LF: Yeah. And the more things you can agree on, the more things you’ll find to agree on. So start with that. How do I share, you know, the procedures? How do I keep stuff in sync? You know, how do I even reduce the time between, you know, product release, the technical documentation and any formal training that needs to have? How do I make sure, you know, how can I generate FAQs? There’s a lot of things that you could brainstorm that you could do together, which then it fosters that collaboration.

SO: Mm-hmm.

LF: And then figure out what are the technical barriers I’m hitting. And I’ll say this as a vendor and then talk to the vendor and say, hey, here’s the business problem we need to solve. We think it’s a market problem. We think there’s value with you. We need you to fix this. Like we need you to be able to integrate these systems. And again, from the vendor side, if you make a good business case and you can show that the market in general, it’s good for the market, you can probably push their roadmap. But if you don’t speak up, if you haven’t tried, how do you know what those barriers are? So how do you know what to push? So just because it doesn’t do it today doesn’t mean you can’t get a solution.

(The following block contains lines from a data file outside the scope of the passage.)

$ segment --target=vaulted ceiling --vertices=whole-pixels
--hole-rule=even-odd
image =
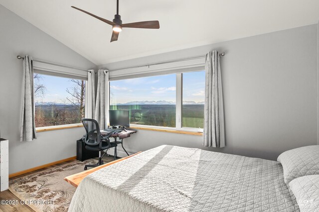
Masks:
[[[0,3],[96,65],[317,23],[318,0],[120,0],[124,23],[158,20],[160,29],[112,27],[116,0],[0,0]]]

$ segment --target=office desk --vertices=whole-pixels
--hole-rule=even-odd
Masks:
[[[128,156],[130,156],[130,155],[128,153],[126,149],[125,149],[125,148],[124,148],[124,146],[123,146],[123,139],[130,137],[132,134],[136,133],[137,131],[136,130],[129,130],[129,129],[127,129],[126,131],[127,132],[125,132],[123,131],[121,133],[112,134],[112,136],[110,137],[110,138],[114,138],[114,142],[115,142],[116,144],[121,144],[121,145],[122,145],[122,147],[123,148],[124,151],[125,151],[125,152],[126,153],[126,154],[128,155]],[[108,133],[109,133],[109,132],[104,131],[103,130],[102,130],[101,131],[101,134],[102,135],[102,136],[104,132],[106,132]],[[119,139],[120,141],[117,141],[118,138]],[[116,154],[117,155],[116,155],[116,157],[117,157],[117,153],[116,153]]]

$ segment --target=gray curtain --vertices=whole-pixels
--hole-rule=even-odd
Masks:
[[[95,119],[101,130],[107,128],[109,111],[109,72],[98,71],[98,88],[95,103]]]
[[[85,84],[85,118],[93,119],[95,116],[95,71],[89,71]]]
[[[205,107],[203,145],[205,146],[225,146],[224,108],[219,54],[209,52],[205,63]]]
[[[23,59],[22,89],[20,141],[29,141],[36,139],[36,132],[34,121],[33,68],[32,58],[27,55]]]

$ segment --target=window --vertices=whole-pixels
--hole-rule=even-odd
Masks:
[[[182,127],[204,127],[205,71],[183,73]]]
[[[131,124],[175,127],[176,75],[111,81],[110,110],[129,110]]]
[[[129,110],[131,124],[198,131],[204,126],[204,90],[202,71],[111,81],[110,110]]]
[[[85,80],[34,73],[36,127],[78,124],[84,117]]]

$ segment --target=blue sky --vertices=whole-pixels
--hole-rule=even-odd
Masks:
[[[70,89],[74,84],[70,81],[70,79],[48,75],[40,75],[41,77],[36,79],[34,83],[43,84],[46,89],[44,94],[40,98],[36,98],[35,101],[56,103],[63,103],[65,102],[68,103],[66,97],[69,96],[70,95],[67,93],[66,90],[67,88]]]
[[[183,100],[204,101],[204,71],[183,74]],[[111,81],[110,104],[135,101],[176,101],[176,74]]]
[[[41,75],[35,83],[43,84],[45,93],[36,102],[66,102],[70,95],[66,90],[72,88],[70,79]],[[204,101],[205,88],[204,71],[183,74],[183,100],[196,102]],[[176,74],[112,81],[110,86],[110,104],[126,103],[135,101],[176,101]]]

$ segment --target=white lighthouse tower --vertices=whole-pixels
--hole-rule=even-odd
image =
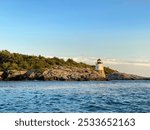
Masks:
[[[106,78],[103,62],[101,61],[101,59],[97,60],[97,63],[96,63],[96,66],[95,66],[95,70],[100,73],[102,78]]]

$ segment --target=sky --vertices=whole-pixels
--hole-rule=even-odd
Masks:
[[[0,50],[150,77],[149,0],[1,0]]]

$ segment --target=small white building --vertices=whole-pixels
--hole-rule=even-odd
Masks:
[[[95,70],[100,73],[100,75],[101,75],[102,78],[106,78],[106,74],[105,74],[105,71],[104,71],[103,62],[101,61],[101,59],[97,60],[96,66],[95,66]]]

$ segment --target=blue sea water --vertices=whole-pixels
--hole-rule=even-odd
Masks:
[[[0,112],[150,112],[150,81],[1,81]]]

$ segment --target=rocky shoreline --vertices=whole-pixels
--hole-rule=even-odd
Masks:
[[[24,71],[4,71],[0,72],[1,81],[24,81],[24,80],[42,80],[42,81],[110,81],[110,80],[150,80],[141,76],[132,74],[114,72],[108,74],[106,79],[101,74],[90,68],[61,67],[55,66],[51,69],[32,69]]]

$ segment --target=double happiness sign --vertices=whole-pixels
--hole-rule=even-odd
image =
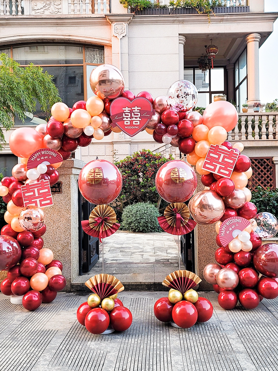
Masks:
[[[150,102],[141,97],[130,102],[120,97],[115,99],[110,106],[112,122],[130,137],[143,130],[155,113]]]

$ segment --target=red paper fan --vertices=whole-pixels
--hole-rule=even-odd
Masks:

SO: And the bigger you are, the more we would like you to kindly contact the vendors because…

LF: Yeah, the more money you have, the more clout you have. But I’ll be honest with you. As far as our roadmap on the vendor side, many times anyone who’s willing to experiment and to put some skin in the game as far as a real use case and to work together, I would rather build features and integrations based on real-world examples and real-world data than a theoretical PowerPoint we may put together from a nice product feature. And I know most product vendors are the same.

SO: I’ll have leverage.

LF: So partnering with your tech vendors and coming to them with, this is the business problem we want to solve. This is why we think it’s worth solving. And partnering with them to solve it is going to help to break down some of those technical silos. And the good news is on the MadCap side, because we do have the IXIA, we have the Flare, we have the Xyleme, that’s our vision is to how do we bring it together? It’s not gonna happen overnight because we all have. Like I said earlier, we all kind of made different design decisions which aren’t necessarily all compatible right this second, but we’re figuring out how do we make them more compatible? Like who’s got to kind of give up what and how can we make these work together? And because they’re all in our product stack, we have a vested interest in doing that. And honestly, we’re looking for customers, if there’s any MadCap customers out there listening, we’re looking for customers who want to partner with us on that journey and help us to figure out the answer because we know the problem pretty clear. We know some of the answer, but the only way you truly find the answer is by partnering with customers to figure it out.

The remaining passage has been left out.